Second, higher levels of patient safety culture were associated with higher delirium care performance. Although there are minimal studies with which to directly compare the findings, previous research [27] identified patient safety culture as a factor influencing patient safety nursing activities, including elements of delirium care. Further, it is necessary to consider factors such as management, administration, communication, and hospital policies, which are subdomains of patient safety culture, [6] to promote more proactive delirium care. If delirium care can become more effective by considering these factors, they will ultimately contribute to improving patient safety and nursing quality.

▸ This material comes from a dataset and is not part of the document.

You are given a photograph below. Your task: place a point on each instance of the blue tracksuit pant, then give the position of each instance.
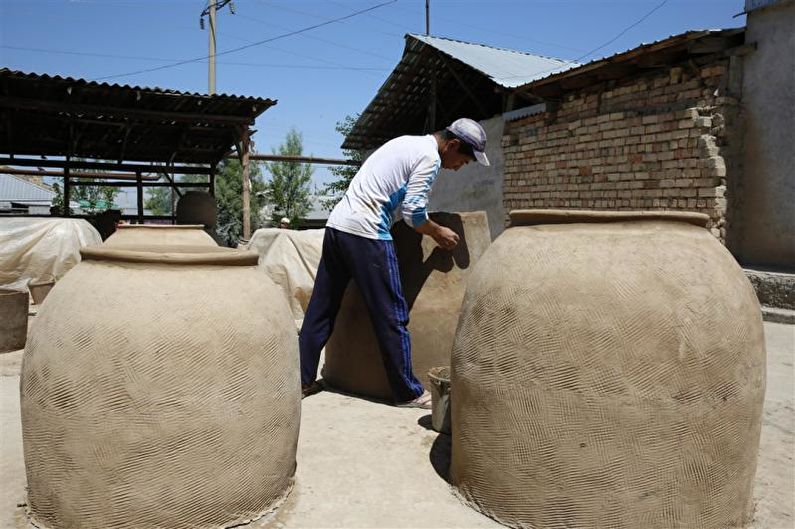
(373, 266)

In this study, a dimension of patient safety culture related to the reporting of patient safety events scored the lowest, with 3.13. This was lower than the 3.61 reported by nurses in tertiary general hospitals [23]. This difference may be because reporting patient safety events is not a pleasant experience for anyone, and unless there is a culture of actively promoting and encouraging such reporting, the reporting rate will inevitably be low. Moreover, blaming, guilt, and punitive cultures toward employees who report patient safety events hinder the proper handling and prevention of such events [31]. Therefore, it is necessary to promote a non-punitive culture and develop reporting systems that are suitable for LCF operations to facilitate more proactive reporting of patient safety events.

Implications

This study is significant in that it conducted research on 12 LCFs in three cities, analyzing the extent of delirium care and influencing factors of patient safety cultures with a diverse range of LCF nurses in Korea. Additionally, because of the lack of patient safety culture tools suitable for domestic LCFs, this study made efforts to modify and supplement AHRQ’s HSOPSC Version 2.019 and the Korean Patient Safety Culture tool [4] to reflect the environment and characteristics of domestic LCFs as accurately as possible. The results indicate that tailored delirium nursing education is necessary to enhance delirium care in LCFs and reinforce patient safety culture as it confirmed that patient safety culture influences delirium nursing care performance.

Limitations

A limitation of this study is that there were no survey items regarding delirium nursing care or patient safety culture amid the pandemic despite the prevalence of COVID-19 at the time of the survey. Consequently, the influence of COVID-19 on the practice of delirium care by LCF nurses was not considered. Further, this study was limited in that the delirium nursing care tool used in this study was not specifically designed for LCF nurses, but for nurses providing delirium care for cancer patients [20]. Therefore, future research should focus on developing tools for measuring delirium nursing care tailored to LCFs.

Conclusion

The factors influencing delirium nursing care by LCF nurses identified in this study include nurse-to-patient ratio, education on delirium care, and patient safety culture. Tailored delirium education and guidelines are necessary for LCF nurses who focus on elderly patients to enhance their delirium nursing care performance. Additionally, policies to reduce the patient load per nurse are necessary. It is important to develop and incorporate tailored delirium education and guidelines for LCF residents into a program that strengthens the patient safety culture suitable for the characteristics of LCFs.